The next issue is whether the Services Directive is applicable in this case. The AG answers that in the positive, as the defining element of the service is the teaching, which is conducted in Belgium and according to the Xandvisser judgement there is no need for a cross-border element to engage the services directive in terms of freedom of establishment (para 106). That being said, it can be argued that the case is not purely of internal interest (para 107).

Since the Services Directive is applicable in this case, the substance of the question rests on whether the accreditation system of the Flemish government is consistent with the criteria laid down by art 9 and 10 of the Services Directive on accreditation systems.

According to art. 9(1) of the Services Directive the authorisation scheme need to be non-discriminatory, justified by an overriding reason relating to the public interest, and proportionate. The AG argues that the Flemish scheme in question fulfils all the above criteria and is fully justifiable and consistent with EU law (para 113). There has been no indication the system is discriminatory and ensuring a high level of university education is a legitimate public interest. Furthermore, the relatively low penalties for breach of the Flemish law were found to be proportionate.
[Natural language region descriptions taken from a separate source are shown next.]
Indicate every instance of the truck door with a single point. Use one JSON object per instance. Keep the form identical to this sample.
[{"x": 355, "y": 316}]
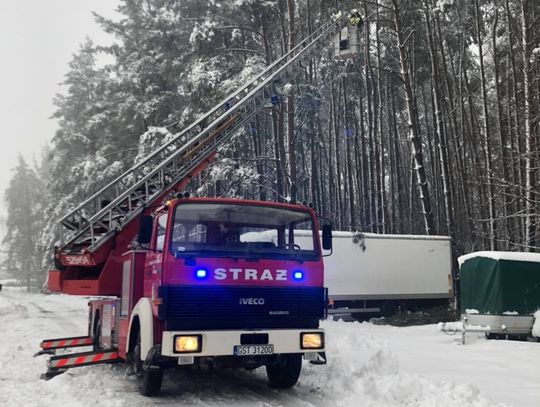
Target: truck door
[{"x": 154, "y": 258}]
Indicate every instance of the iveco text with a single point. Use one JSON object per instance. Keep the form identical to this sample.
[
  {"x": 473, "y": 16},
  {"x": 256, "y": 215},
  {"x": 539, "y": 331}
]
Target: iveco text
[{"x": 249, "y": 274}]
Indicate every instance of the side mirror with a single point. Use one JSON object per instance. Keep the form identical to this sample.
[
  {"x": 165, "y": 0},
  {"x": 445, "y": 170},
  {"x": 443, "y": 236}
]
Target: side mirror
[
  {"x": 145, "y": 229},
  {"x": 327, "y": 236}
]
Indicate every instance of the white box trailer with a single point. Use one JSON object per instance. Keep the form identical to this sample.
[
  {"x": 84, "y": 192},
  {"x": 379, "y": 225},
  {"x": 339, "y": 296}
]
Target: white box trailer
[{"x": 377, "y": 273}]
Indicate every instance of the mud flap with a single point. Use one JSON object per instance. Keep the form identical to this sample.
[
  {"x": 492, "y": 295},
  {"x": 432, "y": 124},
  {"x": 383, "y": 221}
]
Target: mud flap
[{"x": 321, "y": 359}]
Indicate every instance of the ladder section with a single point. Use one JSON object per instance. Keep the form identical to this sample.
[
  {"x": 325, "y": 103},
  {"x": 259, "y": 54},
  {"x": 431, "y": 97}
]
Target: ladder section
[{"x": 93, "y": 222}]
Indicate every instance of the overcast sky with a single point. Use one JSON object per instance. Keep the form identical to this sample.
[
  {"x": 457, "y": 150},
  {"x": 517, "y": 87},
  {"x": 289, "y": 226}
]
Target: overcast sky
[{"x": 37, "y": 40}]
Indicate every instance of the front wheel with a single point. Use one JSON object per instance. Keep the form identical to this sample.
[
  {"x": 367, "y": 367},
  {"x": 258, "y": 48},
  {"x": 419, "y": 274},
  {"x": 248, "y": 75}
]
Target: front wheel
[
  {"x": 149, "y": 379},
  {"x": 284, "y": 372}
]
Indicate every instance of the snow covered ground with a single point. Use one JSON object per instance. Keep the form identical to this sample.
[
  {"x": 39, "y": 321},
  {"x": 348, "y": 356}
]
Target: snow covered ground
[{"x": 369, "y": 365}]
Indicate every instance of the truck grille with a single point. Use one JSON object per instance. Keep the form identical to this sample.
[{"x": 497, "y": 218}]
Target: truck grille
[{"x": 226, "y": 307}]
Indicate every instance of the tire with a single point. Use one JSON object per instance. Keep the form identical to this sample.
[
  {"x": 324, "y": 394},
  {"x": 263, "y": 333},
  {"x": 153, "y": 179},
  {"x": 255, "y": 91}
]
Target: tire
[
  {"x": 284, "y": 373},
  {"x": 149, "y": 380}
]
Therefore, the answer to the second question must be that 'Directive 2006/123 must be interpreted as not precluding a national provision, which imposes a general prohibition on non-accredited educational institutions using the designation ‘master’s degree’ on the diplomas they award, as long as the accreditation procedure meets the conditions laid down in Article 9(1) of that directive' (para 119).

UCPD

The first question referred to the Court asks whether the accreditation system for higher education in Flanders is compatible with the UCPD.

The Belgian and Norwegian governments argued that the UCPD does not apply to education because the Flemish government is not a trader and because education is not consistent with the main objective of the UCPD as protecting economic interests of consumers (para 131).

However, the AG is clear that higher education does fall within the scope of the UCPD for a number of reasons, even though that may make governments uneasy.

Firstly, it is recognised, as seen above, that higher education programmes may constitute a service, as they have an economic dimension. Therefore it would be difficult to argue that suddenly that economic dimension disappears in the case of applying the UCPD (para 134). The AG argues that for engaging the UCPD the crucial point is whether the regulation in question affects the business-consumer relationship by limiting certain commercial practices (para 137). It is not important whether the primary aim of the regulation is in the public interest or not.

In the case in question, there is also a level of dispute as to which is the practice in question. It seems to focus on the advertisement of UIBS Belgium that they provide Master degrees.

The AG finds the prohibition of such a practice by the Flemish government consistent with the Directive and its aims, as it protects consumers from an unfair practice that is likely to distort their economic behaviour. Furthermore, the practice in question can be caught by Annex I of UCPD and more specifically, by points 2 and 4 on displaying  a quality mark without authorisation and claiming that a product has been authorised by a public body when it hasn't.

Conclusion
 
This case revolved around the controversial topic of higher education and a lot of the opinion was devoted to establishing whether higher education can and does fall within the scope of the Services Directive and the UCPD. This is to be expected as Member States are highly protective of higher education and its special aims. In an eloquent opinion, AG Bobek explains that it is not an all or nothing situation, but there should be a measured approach in deciding when to apply these Directives, and when it is appropriate to consider higher education institutions as service providers engaging in commercial practices. While the objective of maintaining a high level of university education is a noble and necessary one, it is important to recognise that higher education is a sector that is transforming and that EU law will need to catch up with that.